ENVIRONMENT PROTECTION (RIGHT TO FARM) AMENDMENT BILL

Introduction and First Reading

The Hon. R.L. BROKENSHIRE (17:47): Obtained leave and introduced a bill for an act to amend the Environment Protection Act 1993; and to make a consequential amendment to the Land and Business (Sale and Conveyancing) Act 1994. Read a first time.

Second Reading

The Hon. R.L. BROKENSHIRE (17:47): I move:

That this bill be now read a second time.

This bill is based in part on models adopted in northern America but also based on calls made by Australian farmers federations for the protection of farmers' rights to farm. Throughout the world, as we see increased urbanisation, increasingly we have farming enterprises continuing to operate at the fringes of urban sprawl or otherwise close to where people have moved for a farm change, sea change or green change.

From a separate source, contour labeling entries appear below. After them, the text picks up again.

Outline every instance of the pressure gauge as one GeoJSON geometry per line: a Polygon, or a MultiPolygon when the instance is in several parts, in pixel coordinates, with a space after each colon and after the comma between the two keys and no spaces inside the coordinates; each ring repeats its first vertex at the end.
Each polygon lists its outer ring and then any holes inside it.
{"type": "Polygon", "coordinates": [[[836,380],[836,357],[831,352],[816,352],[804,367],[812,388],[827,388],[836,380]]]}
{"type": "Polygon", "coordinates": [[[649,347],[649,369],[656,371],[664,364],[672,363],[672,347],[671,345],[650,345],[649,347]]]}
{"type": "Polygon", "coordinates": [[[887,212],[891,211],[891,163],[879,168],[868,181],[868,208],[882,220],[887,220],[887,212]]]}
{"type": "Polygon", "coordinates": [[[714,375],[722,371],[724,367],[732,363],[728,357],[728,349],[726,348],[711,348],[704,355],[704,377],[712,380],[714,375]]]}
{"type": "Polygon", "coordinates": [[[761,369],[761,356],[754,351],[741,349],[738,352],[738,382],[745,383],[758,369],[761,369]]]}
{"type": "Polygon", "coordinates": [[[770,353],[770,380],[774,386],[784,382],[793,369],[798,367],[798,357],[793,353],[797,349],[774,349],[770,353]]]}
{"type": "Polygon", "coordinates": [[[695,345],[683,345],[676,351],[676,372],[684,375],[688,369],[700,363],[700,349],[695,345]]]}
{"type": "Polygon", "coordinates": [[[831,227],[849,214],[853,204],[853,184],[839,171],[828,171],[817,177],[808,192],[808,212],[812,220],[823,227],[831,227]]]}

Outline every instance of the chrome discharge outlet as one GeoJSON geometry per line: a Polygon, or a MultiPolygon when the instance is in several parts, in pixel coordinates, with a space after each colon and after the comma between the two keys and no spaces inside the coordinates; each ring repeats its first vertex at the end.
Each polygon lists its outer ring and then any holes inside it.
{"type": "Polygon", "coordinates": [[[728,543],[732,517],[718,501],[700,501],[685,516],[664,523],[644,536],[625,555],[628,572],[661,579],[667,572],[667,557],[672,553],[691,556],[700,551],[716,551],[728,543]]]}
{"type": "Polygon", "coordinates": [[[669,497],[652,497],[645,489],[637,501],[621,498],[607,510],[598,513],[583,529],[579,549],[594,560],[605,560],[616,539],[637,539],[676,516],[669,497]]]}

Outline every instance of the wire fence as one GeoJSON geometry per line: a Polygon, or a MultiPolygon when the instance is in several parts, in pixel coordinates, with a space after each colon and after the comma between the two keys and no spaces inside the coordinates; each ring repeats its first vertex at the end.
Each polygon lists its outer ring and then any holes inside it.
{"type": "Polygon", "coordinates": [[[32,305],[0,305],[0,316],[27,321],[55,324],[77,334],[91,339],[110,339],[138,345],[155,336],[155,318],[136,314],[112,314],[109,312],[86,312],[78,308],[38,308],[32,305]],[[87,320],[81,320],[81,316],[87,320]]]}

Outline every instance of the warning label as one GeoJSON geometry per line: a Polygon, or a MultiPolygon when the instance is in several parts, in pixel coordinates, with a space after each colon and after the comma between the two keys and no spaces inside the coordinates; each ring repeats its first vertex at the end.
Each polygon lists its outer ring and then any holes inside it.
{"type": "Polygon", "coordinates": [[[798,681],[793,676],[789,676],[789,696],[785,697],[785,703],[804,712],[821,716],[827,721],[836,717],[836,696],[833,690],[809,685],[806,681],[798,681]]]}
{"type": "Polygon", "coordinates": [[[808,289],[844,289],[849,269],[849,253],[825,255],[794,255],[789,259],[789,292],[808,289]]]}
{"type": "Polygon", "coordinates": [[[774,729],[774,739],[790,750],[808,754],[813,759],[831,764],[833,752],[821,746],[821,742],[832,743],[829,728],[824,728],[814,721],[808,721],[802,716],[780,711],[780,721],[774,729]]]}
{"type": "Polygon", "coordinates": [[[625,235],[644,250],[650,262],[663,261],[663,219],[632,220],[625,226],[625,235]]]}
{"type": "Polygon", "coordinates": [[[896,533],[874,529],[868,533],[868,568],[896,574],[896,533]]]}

I declare my personal interest here as a farmer. My family are farmers but I speak for constituents generally in agriculture. The frustration of farmers not only here but the world over is that they are then the victims of noise complaints, air pollution complaints or other nuisance complaints when all they are doing is continuing their usual farming activities in the same place where they have carried on farming for generations.

Family First considered the legislative models from northern America and those proposed by farming federations here in Australia, and we believe we have captured the two least controversial and important elements of those. First, it will be a defence to an EPA complaint if a farmer is conducting a protected farming activity—namely, a practice condoned by a code of practice or by generally accepted standards and practices in the farming industry. The obligation will be on the EPA, not the farmer, to establish that defence.

Secondly, persons who buy land in farming areas will be notified when buying land in the area that there are farming enterprises operating in the area. This will serve as notice to purchasers to prevent nuisance complaints in the future should they decide they are unhappy with the noise, sight or smell of farming machinery rolling past their home. When I was the member for Mawson, I put on notice the Adelaide Mushroom Farm at Woodcroft which had been there for a long time and was ultimately a headache to both governments—this one and the last one—until it was finally moved. But the question is: why should it have been moved if there were proper buffers and notification to purchasers of subdivisions around the farm?

I believe this bill is about valuing our primary producers, providing them with certainty in difficult economic times and providing natural justice to those who by and large have farmed in their area for generations and are given trouble by new residents who want the rural lifestyle but not the primary production activity. Those people seem to misunderstand that you cannot have one and not the other. You cannot go into the country and live on a nice hobby farm and not have farmers farming around you. Farmers, at times, have to work 24 hours a day, seven days a week.

I look forward to our country members of parliament, the South Australian Farmers Federation and those who are sympathetic to family farming supporting this bill as a timely encouragement to farmers of the value of their activity in the South Australian economy. I commend the bill for the right to farm to the council.

Debate adjourned on motion of Hon. J.M. Gazzola.